Das ZDF hat ein Boulevardmagazin mehr: "Mona Lisa". Nach 23 Jahren feministischen Fernsehens will das Frauenmagazin jetzt jeden Samstagabend auch für "Männer und mehr" da sein. Das mit den Männern leuchtet ein, schließlich will man den Zeitgeist bedienen, da macht sich so ein reines Frauenmagazin nicht mehr gut. Und was soll das "Mehr" sein? Jetzt wissen wir es: Schicksal, Promis, Crime, Emo.

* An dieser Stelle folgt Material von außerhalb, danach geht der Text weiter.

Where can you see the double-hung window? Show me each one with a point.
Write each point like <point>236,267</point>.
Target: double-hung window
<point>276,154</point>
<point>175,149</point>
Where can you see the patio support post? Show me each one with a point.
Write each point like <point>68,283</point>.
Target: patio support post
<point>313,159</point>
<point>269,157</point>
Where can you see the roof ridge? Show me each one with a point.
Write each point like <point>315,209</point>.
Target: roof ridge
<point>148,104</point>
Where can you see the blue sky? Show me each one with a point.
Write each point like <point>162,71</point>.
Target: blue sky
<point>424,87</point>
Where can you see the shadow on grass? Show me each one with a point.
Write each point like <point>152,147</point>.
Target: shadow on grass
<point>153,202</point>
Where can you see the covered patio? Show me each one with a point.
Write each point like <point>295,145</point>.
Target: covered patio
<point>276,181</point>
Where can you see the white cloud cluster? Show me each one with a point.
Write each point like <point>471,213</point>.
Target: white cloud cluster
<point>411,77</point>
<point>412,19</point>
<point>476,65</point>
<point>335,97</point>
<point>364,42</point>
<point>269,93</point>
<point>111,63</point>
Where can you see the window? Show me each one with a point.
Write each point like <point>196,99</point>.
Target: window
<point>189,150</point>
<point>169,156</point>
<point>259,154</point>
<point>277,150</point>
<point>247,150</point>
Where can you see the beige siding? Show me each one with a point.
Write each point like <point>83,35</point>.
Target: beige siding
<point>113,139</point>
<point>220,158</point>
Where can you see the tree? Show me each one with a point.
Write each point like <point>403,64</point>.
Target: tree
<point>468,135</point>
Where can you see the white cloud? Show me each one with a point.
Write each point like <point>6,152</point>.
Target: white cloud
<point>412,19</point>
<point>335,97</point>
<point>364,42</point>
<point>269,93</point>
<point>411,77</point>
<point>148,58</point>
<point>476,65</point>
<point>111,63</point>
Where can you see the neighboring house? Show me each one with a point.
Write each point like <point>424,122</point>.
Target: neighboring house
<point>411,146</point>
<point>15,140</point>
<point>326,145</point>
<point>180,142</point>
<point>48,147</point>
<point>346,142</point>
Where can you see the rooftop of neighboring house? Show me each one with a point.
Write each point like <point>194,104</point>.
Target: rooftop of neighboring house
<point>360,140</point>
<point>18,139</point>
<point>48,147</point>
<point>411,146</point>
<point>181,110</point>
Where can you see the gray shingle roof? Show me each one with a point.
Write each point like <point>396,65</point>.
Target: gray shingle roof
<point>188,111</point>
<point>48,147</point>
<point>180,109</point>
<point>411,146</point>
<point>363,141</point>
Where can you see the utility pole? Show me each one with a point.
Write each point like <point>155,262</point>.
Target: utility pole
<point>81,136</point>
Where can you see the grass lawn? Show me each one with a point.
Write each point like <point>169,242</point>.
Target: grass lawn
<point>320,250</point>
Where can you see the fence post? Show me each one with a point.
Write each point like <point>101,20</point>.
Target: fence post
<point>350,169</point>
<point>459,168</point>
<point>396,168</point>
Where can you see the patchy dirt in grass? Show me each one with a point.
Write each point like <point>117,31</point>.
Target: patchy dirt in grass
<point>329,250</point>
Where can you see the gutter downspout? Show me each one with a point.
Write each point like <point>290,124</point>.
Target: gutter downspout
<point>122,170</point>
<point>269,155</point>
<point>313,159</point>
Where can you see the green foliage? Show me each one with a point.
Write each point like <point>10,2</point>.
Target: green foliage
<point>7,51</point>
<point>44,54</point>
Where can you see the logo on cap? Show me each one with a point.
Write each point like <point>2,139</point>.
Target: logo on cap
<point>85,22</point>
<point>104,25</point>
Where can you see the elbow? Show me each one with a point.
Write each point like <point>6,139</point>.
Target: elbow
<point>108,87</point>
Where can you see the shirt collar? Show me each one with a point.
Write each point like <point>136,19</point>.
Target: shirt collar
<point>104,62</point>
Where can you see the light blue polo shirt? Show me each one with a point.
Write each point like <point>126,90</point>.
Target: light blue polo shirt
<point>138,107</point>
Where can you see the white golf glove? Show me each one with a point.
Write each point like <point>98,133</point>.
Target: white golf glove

Da gab es zum Beispiel Marion Hoffmann. Die hat ein wirklich schweres Schicksal hinter sich: eine Scheidung. Aber die Marion rappelte sich wieder auf und eröffnete ein Hotel. In Nizza, wo die Strandpromenade bei Sonnenuntergang "ihr Lichtercollier anlegt". Heute möchte die Marion, auch wenn sie den ganzen Tag in ihrem kleinen Luxusexil ist, wo "die Luft immer so gut ist", "am liebsten die Gäste bezahlen", so prima läufts in ihrem Leben.
Und Helene Fischer erst. Die 26-jährige gebürtige Russin kam als kleines Mädchen mit ihren Eltern aus Krasnojarsk. Sie "ist ein Paradebeispiel für gelungene Integration", strahlt Moderatorin Barbara Hahlweg (sonst "heute") in die Kamera. Und die erfolgreichste Schlagersängerin zurzeit ist Helene Fischer sowieso. Bei so viel Glück fragt sich die blonde Integrationsmeisterin: "Warum gerade ich?"
Ist doch toll, wenn Frauen noch so bescheiden und so demütig sein können. Und was vermisst Helene Fischer, die nur aus dem Koffer lebt? "Putzen."
Und die Männer? Die hatten den erbärmlichsten Part. Peter und Carlheinz Cordewinus wuchsen in Heimen auf, weil ihre Mutter sie als Babys weggegeben hat. Als alte Männer nun suchten die beiden ihre Mutter und fanden sie. Die 78-Jährige machte den unbekannten Söhnen ein unglaubliches Geständnis: Sie war jung und hatte kein Geld. Tränen, Tränen, Tränen.
Das kann man ja alles so machen. Dann sollte man es aber auch offen Boulevard nennen. Und in der nächsten Sendung unbedingt Katastrophe, Kinder und Tiere hinterherschieben.